Visible-light-induced copper-mediated reversible deactivation radical polymerisation without additional photocatalysts

Abstract

Photochemistry mediated by visible light is attractive as it avoids the limitations of higher energy UV light. Photo-induced copper-mediated reversible deactivation radical polymerisation (photo Cu-RDRP) typically requires both a copper catalyst and a separate photocatalyst (PC) to exploit lower energy irradiation. However, by covalently anchoring a PC to another reagent, dual functionality can be established.
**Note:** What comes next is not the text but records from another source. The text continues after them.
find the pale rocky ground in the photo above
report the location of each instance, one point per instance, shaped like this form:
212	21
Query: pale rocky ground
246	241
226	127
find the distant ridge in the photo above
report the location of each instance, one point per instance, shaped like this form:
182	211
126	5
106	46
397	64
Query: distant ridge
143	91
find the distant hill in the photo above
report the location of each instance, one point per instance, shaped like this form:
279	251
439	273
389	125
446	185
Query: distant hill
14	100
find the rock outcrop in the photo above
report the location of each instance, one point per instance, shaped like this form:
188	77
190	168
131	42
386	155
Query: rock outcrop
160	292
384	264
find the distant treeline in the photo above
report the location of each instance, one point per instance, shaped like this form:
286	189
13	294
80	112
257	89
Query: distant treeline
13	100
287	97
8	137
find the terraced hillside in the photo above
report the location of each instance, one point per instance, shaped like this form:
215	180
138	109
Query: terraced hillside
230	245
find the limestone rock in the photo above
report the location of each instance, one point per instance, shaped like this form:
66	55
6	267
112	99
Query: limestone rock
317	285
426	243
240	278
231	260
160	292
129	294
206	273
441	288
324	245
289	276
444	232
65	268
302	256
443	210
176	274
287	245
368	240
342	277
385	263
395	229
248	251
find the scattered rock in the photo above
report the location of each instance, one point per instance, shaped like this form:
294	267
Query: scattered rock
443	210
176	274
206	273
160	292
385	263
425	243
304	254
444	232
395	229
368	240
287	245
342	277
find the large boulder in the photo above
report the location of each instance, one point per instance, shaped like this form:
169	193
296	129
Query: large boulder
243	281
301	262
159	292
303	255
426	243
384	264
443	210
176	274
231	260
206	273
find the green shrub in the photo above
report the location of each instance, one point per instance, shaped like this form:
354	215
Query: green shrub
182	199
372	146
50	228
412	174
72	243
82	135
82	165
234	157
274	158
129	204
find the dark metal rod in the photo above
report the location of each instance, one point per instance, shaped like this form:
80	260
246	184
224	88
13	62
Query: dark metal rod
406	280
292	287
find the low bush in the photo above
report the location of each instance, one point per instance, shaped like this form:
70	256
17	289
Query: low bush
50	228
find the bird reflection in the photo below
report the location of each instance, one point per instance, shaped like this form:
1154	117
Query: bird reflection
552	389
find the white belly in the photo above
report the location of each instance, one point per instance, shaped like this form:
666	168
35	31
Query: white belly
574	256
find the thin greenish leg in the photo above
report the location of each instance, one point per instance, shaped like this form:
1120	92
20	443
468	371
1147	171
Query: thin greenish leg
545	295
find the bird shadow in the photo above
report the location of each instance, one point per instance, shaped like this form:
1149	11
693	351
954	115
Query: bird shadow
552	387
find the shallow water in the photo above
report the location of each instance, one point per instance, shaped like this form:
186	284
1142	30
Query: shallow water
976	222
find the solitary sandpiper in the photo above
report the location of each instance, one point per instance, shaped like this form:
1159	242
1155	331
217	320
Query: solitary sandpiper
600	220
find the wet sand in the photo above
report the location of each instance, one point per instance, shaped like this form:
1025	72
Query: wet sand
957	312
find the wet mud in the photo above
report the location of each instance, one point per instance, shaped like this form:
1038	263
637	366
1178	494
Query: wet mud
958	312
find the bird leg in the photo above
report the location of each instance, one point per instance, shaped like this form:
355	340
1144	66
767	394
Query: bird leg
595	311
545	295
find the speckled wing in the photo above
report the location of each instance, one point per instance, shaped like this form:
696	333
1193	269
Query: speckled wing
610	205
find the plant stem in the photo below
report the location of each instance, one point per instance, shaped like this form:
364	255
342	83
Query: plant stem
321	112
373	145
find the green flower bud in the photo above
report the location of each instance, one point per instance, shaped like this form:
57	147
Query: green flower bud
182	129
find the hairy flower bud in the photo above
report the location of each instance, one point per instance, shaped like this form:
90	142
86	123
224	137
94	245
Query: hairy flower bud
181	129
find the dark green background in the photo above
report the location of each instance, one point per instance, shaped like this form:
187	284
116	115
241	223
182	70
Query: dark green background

Herein, a simiplified approach is demonstrated using a modified commerically available dye as an initiator and PC simultaneously. A visibly fluorescent and highly absorbing dye, Hostasol Yellow, is chemically incorporated into a polymer following irradiation under six different UV and visible light wavelengths, resulting in high monomer conversion (>90%) and polymers with low dispersity (≤1.13). The wavelength-dependent behaviour of the dye was probed, reaffirming a mismatch between reactivity and absorptivity. Kinetic studies show high monomer conversions within just a few minutes, with good end-group fidelity confirmed by in situ chain extension and matrix-assisted laser desorption/ionization time-of-flight (MALDI-ToF). The versatility of this PC initiator was extended to give a wide variety of molecular weights (2700–420 000 g mol⁻¹) and different hydrophobic, hydrophilic and semi-fluorinated polyacrylates.